S’agissant du premier objectif, qui définit la notion de réversibilité, il est important de noter que celle-ci ne doit pas être confondue avec la notion de récupérabilité. Le principe de réversibilité, comme l’indique l’ANDRA, se caractérise par l’impossibilité d’enfermer les générations futures dans les choix ou non-choix que nous ferions à la conception.
La réversibilité du stockage désigne bien la capacité à offrir à la génération suivante des choix sur la gestion à long terme des déchets radioactifs, y compris ceux de revenir sur les décisions prises par la génération antérieure. Et, comme la proposition de loi l’indique, elle inclut « la possibilité » de récupérer des colis de déchets déjà stockés. La récupérabilité n’est donc qu’un outil de la réversibilité, comme le précise l’ANDRA.
Par ailleurs, toujours selon l’Agence, la récupérabilité est nécessairement limitée dans le temps. Cigéo est conçu pour permettre le retrait sur toute sa période d’exploitation, au moins cent ans.
Concernant la phase industrielle pilote, qui ouvrira l’exploitation industrielle du site, laquelle est l’expression d’une large demande formulée lors du débat public qui s’est tenu en 2013, celle-ci permettra de tester dans les conditions d’exploitation les outils de la réversibilité, tels que la maîtrise des risques, le contrôle des performances des équipements industriels, la capacité à retirer des colis de déchets de leur alvéole de stockage, ou encore la capacité à sceller les galeries.
Là encore, nous ne pouvons qu’adhérer à ce processus de phase industrielle pilote, d’autant plus qu’elle exprime une demande forte du public.
Enfin, il fallait encore adapter le calendrier de la loi de 2006 pour reporter la date d’instruction de la demande d’autorisation de création à 2018.
Mes chers collègues, le sujet que nous traitons aujourd’hui est difficile et sensible, nous le savons bien, mais il ne s’agit pas ici de se prononcer pour ou contre le nucléaire ni d’en débattre.

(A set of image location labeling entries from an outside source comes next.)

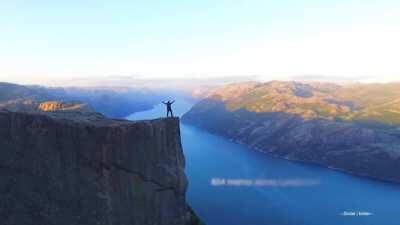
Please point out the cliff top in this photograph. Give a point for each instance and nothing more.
(84, 118)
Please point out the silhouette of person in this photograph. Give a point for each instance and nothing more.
(169, 108)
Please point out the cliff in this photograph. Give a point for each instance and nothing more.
(81, 169)
(272, 118)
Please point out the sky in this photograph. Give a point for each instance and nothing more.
(51, 41)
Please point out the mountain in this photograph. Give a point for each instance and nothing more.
(116, 103)
(355, 128)
(75, 166)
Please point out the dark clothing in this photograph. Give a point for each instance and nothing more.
(169, 108)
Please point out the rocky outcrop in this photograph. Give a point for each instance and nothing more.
(92, 170)
(350, 147)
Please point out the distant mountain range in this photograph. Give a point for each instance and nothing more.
(111, 102)
(355, 127)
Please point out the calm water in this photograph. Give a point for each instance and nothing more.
(321, 203)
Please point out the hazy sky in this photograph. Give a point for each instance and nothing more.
(42, 41)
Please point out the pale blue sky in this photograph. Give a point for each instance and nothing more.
(42, 41)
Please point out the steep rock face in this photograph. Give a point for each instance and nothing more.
(55, 170)
(346, 146)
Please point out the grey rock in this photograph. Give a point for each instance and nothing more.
(86, 169)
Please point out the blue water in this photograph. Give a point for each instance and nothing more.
(209, 156)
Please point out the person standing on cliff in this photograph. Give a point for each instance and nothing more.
(169, 107)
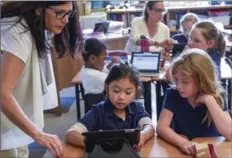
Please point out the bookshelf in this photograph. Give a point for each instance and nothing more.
(174, 13)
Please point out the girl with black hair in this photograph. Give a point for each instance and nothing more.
(23, 81)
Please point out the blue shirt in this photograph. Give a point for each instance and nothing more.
(180, 38)
(186, 119)
(214, 54)
(102, 117)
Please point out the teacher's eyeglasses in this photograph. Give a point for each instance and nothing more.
(60, 14)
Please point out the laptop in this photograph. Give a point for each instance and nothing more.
(111, 139)
(147, 63)
(101, 27)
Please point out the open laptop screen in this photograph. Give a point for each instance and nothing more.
(147, 62)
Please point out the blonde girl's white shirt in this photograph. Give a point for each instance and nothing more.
(27, 92)
(138, 28)
(92, 80)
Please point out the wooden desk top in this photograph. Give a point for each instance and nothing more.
(77, 79)
(156, 147)
(226, 73)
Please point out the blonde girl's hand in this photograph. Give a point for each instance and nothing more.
(52, 142)
(139, 146)
(115, 60)
(188, 147)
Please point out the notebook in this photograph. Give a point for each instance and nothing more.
(147, 63)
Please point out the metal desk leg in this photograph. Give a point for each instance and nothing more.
(78, 101)
(229, 94)
(147, 97)
(158, 99)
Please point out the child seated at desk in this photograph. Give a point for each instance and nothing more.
(119, 111)
(194, 108)
(93, 73)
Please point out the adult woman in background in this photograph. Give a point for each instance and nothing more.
(186, 23)
(23, 81)
(149, 26)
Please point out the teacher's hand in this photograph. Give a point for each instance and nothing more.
(52, 142)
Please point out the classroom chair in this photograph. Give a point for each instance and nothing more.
(91, 99)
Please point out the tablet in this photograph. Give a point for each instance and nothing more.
(178, 49)
(111, 140)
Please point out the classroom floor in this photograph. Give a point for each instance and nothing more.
(59, 125)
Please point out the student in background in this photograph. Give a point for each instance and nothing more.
(119, 111)
(206, 36)
(186, 24)
(149, 26)
(93, 73)
(22, 79)
(194, 108)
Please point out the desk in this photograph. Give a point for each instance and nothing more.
(146, 93)
(156, 147)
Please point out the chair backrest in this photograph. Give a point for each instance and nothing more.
(91, 99)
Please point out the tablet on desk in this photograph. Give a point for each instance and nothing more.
(178, 49)
(111, 140)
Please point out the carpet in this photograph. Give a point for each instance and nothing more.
(66, 103)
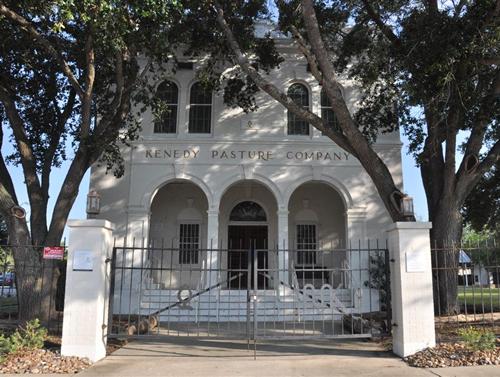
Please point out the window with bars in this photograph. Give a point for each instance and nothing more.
(327, 112)
(167, 96)
(200, 109)
(300, 95)
(306, 244)
(189, 243)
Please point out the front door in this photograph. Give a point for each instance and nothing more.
(246, 242)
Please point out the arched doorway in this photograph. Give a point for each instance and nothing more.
(247, 241)
(177, 235)
(248, 226)
(317, 234)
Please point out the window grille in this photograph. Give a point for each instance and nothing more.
(189, 242)
(300, 95)
(306, 244)
(167, 96)
(200, 109)
(327, 113)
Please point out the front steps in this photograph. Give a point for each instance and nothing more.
(224, 305)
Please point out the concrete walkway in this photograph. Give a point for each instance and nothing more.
(211, 357)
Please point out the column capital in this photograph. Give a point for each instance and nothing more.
(359, 213)
(282, 212)
(213, 212)
(138, 210)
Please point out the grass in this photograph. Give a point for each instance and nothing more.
(477, 297)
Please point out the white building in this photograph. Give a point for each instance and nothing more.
(209, 183)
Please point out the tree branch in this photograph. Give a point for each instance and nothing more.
(273, 91)
(44, 43)
(384, 28)
(89, 85)
(38, 216)
(368, 158)
(5, 177)
(468, 181)
(55, 136)
(311, 60)
(480, 125)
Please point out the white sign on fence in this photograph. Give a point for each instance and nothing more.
(83, 260)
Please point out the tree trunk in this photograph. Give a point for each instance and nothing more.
(29, 274)
(446, 235)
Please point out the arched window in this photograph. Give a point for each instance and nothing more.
(248, 211)
(327, 112)
(165, 108)
(200, 109)
(300, 95)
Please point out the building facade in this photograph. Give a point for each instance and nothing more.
(209, 183)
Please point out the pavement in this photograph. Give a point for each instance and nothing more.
(194, 357)
(213, 357)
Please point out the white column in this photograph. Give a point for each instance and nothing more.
(283, 254)
(87, 289)
(212, 247)
(358, 261)
(411, 287)
(134, 257)
(137, 227)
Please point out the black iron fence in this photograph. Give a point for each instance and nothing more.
(466, 280)
(250, 293)
(31, 282)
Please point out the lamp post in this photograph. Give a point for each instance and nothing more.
(93, 204)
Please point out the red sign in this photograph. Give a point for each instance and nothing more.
(53, 252)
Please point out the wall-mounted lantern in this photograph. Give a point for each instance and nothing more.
(407, 207)
(93, 204)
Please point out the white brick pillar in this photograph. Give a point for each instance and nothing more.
(212, 247)
(283, 254)
(411, 287)
(87, 289)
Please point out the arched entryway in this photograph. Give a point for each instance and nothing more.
(249, 225)
(317, 234)
(177, 235)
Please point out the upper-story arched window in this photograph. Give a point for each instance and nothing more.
(327, 113)
(300, 95)
(167, 94)
(200, 109)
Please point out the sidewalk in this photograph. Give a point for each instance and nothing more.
(210, 357)
(222, 358)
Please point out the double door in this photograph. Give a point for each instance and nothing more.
(247, 249)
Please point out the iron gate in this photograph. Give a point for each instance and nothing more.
(231, 293)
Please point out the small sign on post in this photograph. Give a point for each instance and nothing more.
(53, 252)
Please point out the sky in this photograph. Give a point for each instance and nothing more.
(411, 178)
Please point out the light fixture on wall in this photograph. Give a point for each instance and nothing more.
(407, 207)
(93, 204)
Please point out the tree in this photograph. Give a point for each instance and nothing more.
(482, 208)
(70, 73)
(431, 67)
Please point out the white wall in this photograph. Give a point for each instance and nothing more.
(284, 164)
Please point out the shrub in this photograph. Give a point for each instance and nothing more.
(31, 336)
(477, 340)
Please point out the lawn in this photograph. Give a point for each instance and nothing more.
(477, 296)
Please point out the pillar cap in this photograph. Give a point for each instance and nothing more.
(409, 225)
(91, 223)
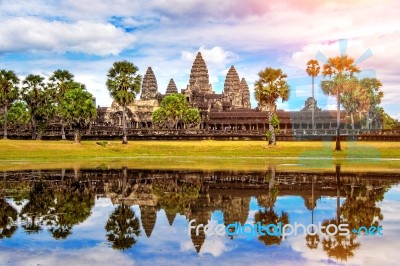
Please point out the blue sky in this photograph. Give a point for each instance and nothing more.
(86, 37)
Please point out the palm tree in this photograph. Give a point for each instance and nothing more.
(313, 71)
(60, 82)
(8, 92)
(36, 96)
(340, 69)
(268, 89)
(354, 99)
(77, 108)
(123, 82)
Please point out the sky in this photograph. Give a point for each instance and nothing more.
(87, 36)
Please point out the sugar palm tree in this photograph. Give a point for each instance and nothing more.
(78, 109)
(8, 92)
(60, 82)
(271, 86)
(340, 69)
(39, 101)
(123, 82)
(313, 69)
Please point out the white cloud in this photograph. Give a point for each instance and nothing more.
(35, 34)
(88, 256)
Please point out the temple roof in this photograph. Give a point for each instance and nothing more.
(244, 88)
(149, 85)
(199, 72)
(171, 88)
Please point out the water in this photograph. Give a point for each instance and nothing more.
(141, 217)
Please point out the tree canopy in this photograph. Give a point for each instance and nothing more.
(270, 87)
(77, 108)
(123, 83)
(173, 109)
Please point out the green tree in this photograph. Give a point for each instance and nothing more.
(77, 108)
(60, 83)
(191, 117)
(388, 121)
(339, 70)
(354, 98)
(313, 69)
(122, 228)
(123, 82)
(271, 86)
(40, 103)
(372, 87)
(18, 115)
(173, 109)
(8, 93)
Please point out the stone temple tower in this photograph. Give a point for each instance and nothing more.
(244, 88)
(199, 79)
(232, 91)
(149, 85)
(171, 88)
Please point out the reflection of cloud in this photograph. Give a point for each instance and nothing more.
(90, 256)
(373, 250)
(214, 246)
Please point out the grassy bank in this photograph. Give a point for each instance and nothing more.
(17, 154)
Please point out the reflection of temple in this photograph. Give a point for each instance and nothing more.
(226, 111)
(197, 195)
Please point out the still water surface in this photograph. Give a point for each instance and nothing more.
(141, 217)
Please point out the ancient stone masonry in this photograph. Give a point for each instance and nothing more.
(220, 112)
(171, 87)
(244, 88)
(149, 85)
(309, 103)
(199, 79)
(232, 92)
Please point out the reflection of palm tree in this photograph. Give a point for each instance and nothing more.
(73, 205)
(122, 228)
(267, 217)
(360, 208)
(41, 200)
(8, 217)
(338, 246)
(312, 240)
(178, 200)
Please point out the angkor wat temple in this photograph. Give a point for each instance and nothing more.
(229, 111)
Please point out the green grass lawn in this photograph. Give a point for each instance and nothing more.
(17, 154)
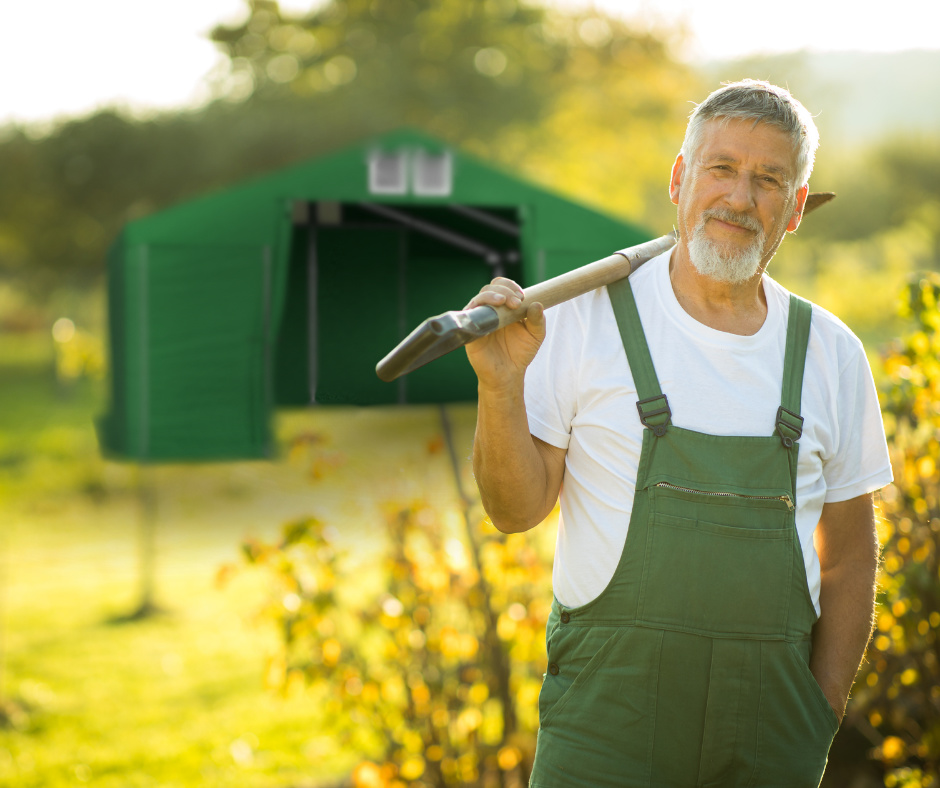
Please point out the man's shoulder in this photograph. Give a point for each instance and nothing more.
(825, 324)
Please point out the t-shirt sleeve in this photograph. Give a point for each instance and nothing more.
(551, 379)
(861, 463)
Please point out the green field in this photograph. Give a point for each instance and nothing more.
(177, 698)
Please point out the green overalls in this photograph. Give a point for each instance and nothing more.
(691, 667)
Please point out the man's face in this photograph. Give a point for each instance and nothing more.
(737, 197)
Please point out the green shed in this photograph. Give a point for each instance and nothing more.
(286, 290)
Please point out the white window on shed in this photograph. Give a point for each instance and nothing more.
(433, 174)
(388, 173)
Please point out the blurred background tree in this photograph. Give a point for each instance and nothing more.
(558, 96)
(896, 703)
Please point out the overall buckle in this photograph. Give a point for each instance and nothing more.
(650, 417)
(789, 426)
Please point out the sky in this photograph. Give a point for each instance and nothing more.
(66, 58)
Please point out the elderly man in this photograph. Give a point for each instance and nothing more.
(719, 440)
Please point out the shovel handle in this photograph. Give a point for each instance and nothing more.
(588, 277)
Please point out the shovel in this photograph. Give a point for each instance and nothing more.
(443, 333)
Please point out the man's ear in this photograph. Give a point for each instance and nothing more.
(798, 211)
(675, 180)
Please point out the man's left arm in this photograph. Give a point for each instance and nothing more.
(847, 544)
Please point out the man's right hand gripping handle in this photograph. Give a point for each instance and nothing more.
(500, 359)
(518, 475)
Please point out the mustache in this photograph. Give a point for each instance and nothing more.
(727, 215)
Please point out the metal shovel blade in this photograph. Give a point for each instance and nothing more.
(436, 337)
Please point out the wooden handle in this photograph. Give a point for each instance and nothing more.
(588, 277)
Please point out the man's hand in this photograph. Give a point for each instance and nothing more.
(847, 545)
(518, 475)
(500, 359)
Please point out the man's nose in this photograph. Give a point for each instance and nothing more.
(740, 195)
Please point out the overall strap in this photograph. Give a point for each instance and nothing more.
(652, 406)
(789, 422)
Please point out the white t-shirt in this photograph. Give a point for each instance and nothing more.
(580, 396)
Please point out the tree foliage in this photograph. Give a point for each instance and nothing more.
(430, 659)
(577, 100)
(896, 703)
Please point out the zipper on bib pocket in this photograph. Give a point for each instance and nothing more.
(784, 498)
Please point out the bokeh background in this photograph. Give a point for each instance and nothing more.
(342, 614)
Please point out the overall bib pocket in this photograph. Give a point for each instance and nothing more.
(714, 578)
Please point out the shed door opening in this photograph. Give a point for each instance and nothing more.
(363, 275)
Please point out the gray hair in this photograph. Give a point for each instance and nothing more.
(761, 102)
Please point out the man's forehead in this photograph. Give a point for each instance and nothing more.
(732, 140)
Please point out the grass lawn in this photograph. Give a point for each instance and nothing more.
(175, 699)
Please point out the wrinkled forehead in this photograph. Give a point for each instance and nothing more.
(764, 145)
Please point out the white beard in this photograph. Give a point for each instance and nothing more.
(726, 265)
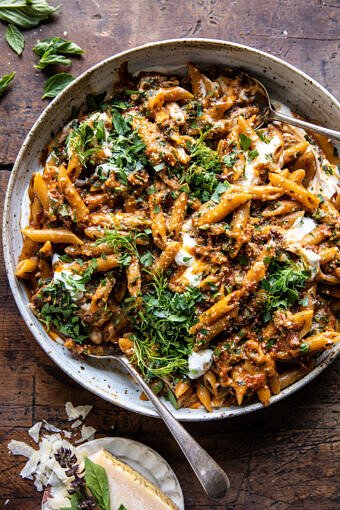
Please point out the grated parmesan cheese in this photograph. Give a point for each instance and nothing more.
(87, 433)
(34, 431)
(76, 412)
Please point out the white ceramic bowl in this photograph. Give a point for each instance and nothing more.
(285, 83)
(143, 459)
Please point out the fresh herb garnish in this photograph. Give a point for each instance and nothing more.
(219, 190)
(55, 84)
(128, 150)
(253, 154)
(97, 482)
(124, 245)
(90, 487)
(52, 50)
(162, 343)
(15, 39)
(5, 82)
(57, 306)
(201, 175)
(245, 142)
(283, 285)
(263, 137)
(229, 159)
(304, 347)
(26, 13)
(146, 259)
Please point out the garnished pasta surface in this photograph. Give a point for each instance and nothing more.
(165, 223)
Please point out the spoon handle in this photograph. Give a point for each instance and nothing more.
(330, 133)
(212, 478)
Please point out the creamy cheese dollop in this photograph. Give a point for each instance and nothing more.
(300, 228)
(199, 362)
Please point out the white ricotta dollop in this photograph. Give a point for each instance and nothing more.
(184, 257)
(265, 151)
(300, 228)
(199, 362)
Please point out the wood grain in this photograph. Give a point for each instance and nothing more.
(283, 457)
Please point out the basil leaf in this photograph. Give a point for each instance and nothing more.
(98, 483)
(56, 83)
(52, 49)
(5, 81)
(57, 45)
(50, 58)
(26, 14)
(15, 39)
(245, 142)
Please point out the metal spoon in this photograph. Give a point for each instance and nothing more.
(268, 113)
(212, 478)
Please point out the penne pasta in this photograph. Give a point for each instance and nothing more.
(167, 225)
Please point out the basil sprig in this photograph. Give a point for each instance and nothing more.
(5, 82)
(24, 13)
(97, 482)
(15, 39)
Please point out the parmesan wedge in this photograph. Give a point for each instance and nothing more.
(129, 488)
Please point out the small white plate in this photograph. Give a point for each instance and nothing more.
(141, 458)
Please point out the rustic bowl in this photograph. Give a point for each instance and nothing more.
(286, 83)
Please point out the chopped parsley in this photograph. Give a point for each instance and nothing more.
(162, 343)
(124, 245)
(283, 285)
(201, 175)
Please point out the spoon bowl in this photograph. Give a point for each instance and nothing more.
(267, 113)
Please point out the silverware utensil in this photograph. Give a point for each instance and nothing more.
(212, 478)
(268, 113)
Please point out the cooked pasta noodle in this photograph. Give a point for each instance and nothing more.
(169, 226)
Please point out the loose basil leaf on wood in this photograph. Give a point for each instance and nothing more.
(5, 81)
(55, 84)
(98, 483)
(24, 13)
(57, 45)
(48, 59)
(15, 39)
(52, 50)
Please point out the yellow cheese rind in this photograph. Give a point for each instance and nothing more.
(130, 488)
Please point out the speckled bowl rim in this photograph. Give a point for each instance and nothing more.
(325, 360)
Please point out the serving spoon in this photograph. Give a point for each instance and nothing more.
(212, 478)
(268, 113)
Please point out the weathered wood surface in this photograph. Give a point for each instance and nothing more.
(283, 457)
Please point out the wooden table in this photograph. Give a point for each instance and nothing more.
(280, 458)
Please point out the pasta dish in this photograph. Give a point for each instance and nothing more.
(168, 224)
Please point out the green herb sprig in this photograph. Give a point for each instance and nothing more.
(26, 13)
(161, 340)
(15, 39)
(205, 166)
(283, 285)
(5, 82)
(52, 50)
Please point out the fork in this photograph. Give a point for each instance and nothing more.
(210, 475)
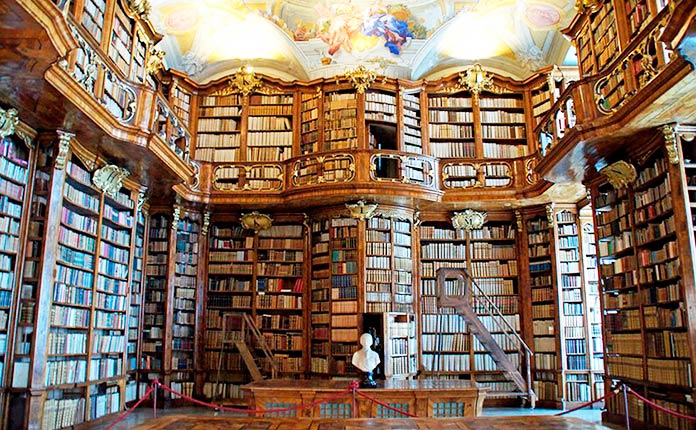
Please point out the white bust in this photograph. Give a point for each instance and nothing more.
(366, 359)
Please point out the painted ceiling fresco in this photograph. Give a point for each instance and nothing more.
(305, 39)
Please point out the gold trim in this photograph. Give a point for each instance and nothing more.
(361, 209)
(9, 119)
(619, 174)
(64, 138)
(256, 221)
(670, 133)
(550, 212)
(109, 179)
(469, 220)
(361, 77)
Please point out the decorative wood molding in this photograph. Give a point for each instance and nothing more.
(619, 174)
(256, 221)
(361, 78)
(670, 133)
(64, 139)
(469, 220)
(361, 209)
(109, 179)
(9, 119)
(550, 213)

Il ne peut qu’au contraire nous rassembler.
C’est un fait, le nucléaire est une source énergétique essentielle pour la France, et les déchets radioactifs qui résultent de son exploitation existent. Il s’agit désormais d’assumer notre responsabilité en la matière, notamment à l’égard des générations futures. C’est une nécessité éthique, cela a été dit, que de trouver les moyens de les gérer. Nous devions trouver et mettre en œuvre une solution afin de stocker ces déchets, et c’est ce que nous avons fait avec le projet Cigéo. Nous devons nous en féliciter. Cela permet d’assurer, pour les années à venir, la protection des hommes et de la planète.
Je tiens, par ailleurs, à préciser que cette solution fait consensus au niveau international. Comme l’indique l’ANDRA, bien que les concepts et les milieux géologiques choisis varient en fonction des pays, tous ceux qui utilisent l’énergie électronucléaire, tels que la Finlande, la Suède, le Canada, la Chine, la Belgique, la Suisse, l’Allemagne, le Royaume-Uni ou encore le Japon, retiennent le stockage géologique comme solution de gestion définitive et sûre, à long terme, de leurs déchets.